The British government could consider using the army to deal with future riots and may allow police to block social networks and force people to take off masks, the prime minister said on Thursday.
David Cameron was speaking in the wake of riots and looting that hit several British cities and left 111 police injured on August 6-10, Scotland Yard said.
"It is the government's responsibility to make sure that every future contingency is looked at, including whether there are tasks that the army could undertake that might free up more police for the front line," Cameron told an emergency parliamentary session.
The unrest was organized by young people using telecom gadgets and social networks such as Facebook and Twitter. Many rioters wore hoods and balaclavas.
Cameron said police could be given powers to demand people remove face coverings, and that the government will compensate people whose houses or businesses were damaged in the riots.
Cameron also said police might be allowed to interfere with Internet networks and other telecommunication devices if any suspicions arise.
“And when people are using social media for violence we need to stop them. So we are working with the police, the intelligence services and industry to look at whether it would be right to stop people communicating via these websites and services when we know they are plotting violence, disorder and criminality,” he said.
Over 1,300 people have been arrested since the unrest began on Saturday.
The prime minister said the police force would be maintained at 16,000 officers on London streets through the weekend.
Cameron said on Wednesday every action would be taken to restore order, with contingency plans for water cannon to be available at 24 hours' notice.
London police have refrained from using any riot control weapons or firearms against rioters in the past four days.
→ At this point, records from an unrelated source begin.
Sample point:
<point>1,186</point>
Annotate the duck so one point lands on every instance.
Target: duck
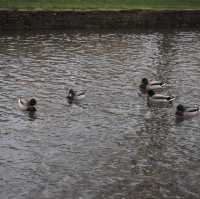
<point>74,95</point>
<point>145,85</point>
<point>27,105</point>
<point>184,112</point>
<point>159,98</point>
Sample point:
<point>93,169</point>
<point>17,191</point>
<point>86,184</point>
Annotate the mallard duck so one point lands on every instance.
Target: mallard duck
<point>153,85</point>
<point>183,111</point>
<point>27,105</point>
<point>159,98</point>
<point>74,95</point>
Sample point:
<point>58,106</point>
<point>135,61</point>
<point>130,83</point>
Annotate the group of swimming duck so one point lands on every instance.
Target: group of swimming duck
<point>29,105</point>
<point>151,87</point>
<point>146,87</point>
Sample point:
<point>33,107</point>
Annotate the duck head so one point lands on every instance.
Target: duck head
<point>71,94</point>
<point>32,102</point>
<point>151,93</point>
<point>180,108</point>
<point>145,81</point>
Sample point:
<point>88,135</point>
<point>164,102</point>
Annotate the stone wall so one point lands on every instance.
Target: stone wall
<point>44,20</point>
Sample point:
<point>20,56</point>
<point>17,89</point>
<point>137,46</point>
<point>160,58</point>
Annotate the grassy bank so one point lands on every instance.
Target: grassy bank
<point>99,4</point>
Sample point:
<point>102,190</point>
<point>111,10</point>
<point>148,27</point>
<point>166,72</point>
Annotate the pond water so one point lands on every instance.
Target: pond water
<point>111,144</point>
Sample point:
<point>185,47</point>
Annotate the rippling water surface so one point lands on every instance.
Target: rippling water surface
<point>111,145</point>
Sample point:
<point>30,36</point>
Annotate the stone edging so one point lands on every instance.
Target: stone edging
<point>45,20</point>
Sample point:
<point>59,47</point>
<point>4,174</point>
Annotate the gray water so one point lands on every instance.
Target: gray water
<point>111,144</point>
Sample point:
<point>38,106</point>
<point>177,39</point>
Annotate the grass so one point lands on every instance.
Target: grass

However, an emergency COBRA meeting resolved that harsher measures are needed to curb the rioting.
Violence began in the British capital's northern district of Tottenham on Saturday over the fatal shooting of a young man by police. On Sunday and Monday, it spread to other areas in London and Birmingham.
Cameron denied, however, that the unrest was linked to the death of Duggan, saying it was “used by opportunistic thugs in gangs, first in Tottenham itself then across London and then in other cities.”
"Responsibility for crime always lies with criminals. These people were all volunteers. They didn't have to do what they did and must suffer the consequence,” Cameron said.
"This is not about poverty, this is about culture. A culture that glorifies violence and shows disrespect to authorities. A culture that says everything about rights and nothing about responsibility."